The workshop featured 16 tabletop exhibits, 16 presentations, and a tour of the nearby Mercury Marine lost-foam aluminum casting facility. (Mercury Marine’s operation solidifies aluminum castings under isostatic pressure.) Table-top exhibitors included product design engineers, product release engineers, lost-foam casting manufacturers, and equipment suppliers.

Potential casting buyers and designers were exposed to the entire lost-foam casting process, including a historic review, process steps, process advantages, design criteria, and case studies. Also part of the discussion were some visions of the future for the process.

The Workshop also featured a contest that put lost-foam castings forward as one of several competing designs. Lost-foam castings offer designers and manufacturers an opportunity to consolidate multiple castings and stampings into one part, to cut down on machining and assembly, as well as overall casting weight. Specific examples were shown and discussed.

Attendees offered various comments about their expectations and reactions to the Lost Foam Workshop. “We would like our pumps to be more powerful, using the smooth surface of the lost-foam castings,” one engineer for a pump manufacturer explained to a producer of lost-foam castings.

A engineer for an electrical tool company explained he is working to reduce tool weight. “I hope our tools are as light as possible, so our customer can grab it easily in work. Lost-foam castings could help to save some pounds,” he said.

An aluminum casting producer observed, “I thought that the conference was one of the best that I have attended. I found it very informative, and we also picked up a couple of good leads.”

The Workshop seemed to initiate a surprising amount of new interest in the lost-foam process. Many applications were received after registration was closed, and some attendees decided to arrive without having registered. At the close of the event, many were asking when the next workshop will be held. (Planners report they are reviewing the post-conference surveys and checking schedules to determine their plans for the next Workshop staging.)

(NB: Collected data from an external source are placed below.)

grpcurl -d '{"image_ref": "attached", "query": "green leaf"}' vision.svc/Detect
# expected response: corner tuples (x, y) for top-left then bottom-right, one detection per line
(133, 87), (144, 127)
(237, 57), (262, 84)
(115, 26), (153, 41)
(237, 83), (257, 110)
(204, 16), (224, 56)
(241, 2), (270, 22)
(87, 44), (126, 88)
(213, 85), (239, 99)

One benefit from the workshop was the way it brought the lost-foam casting producers into closer discussion with designers. With suggestions, concerns, and questions raised by the participants, researchers, suppliers, and casting producers, they may now work better together to meet the expectations of the designers, and bring more castings to the market. And, that renewed enthusiasm for the process may result in growth opportunities and renewed prosperity for the lost-foam casting segment.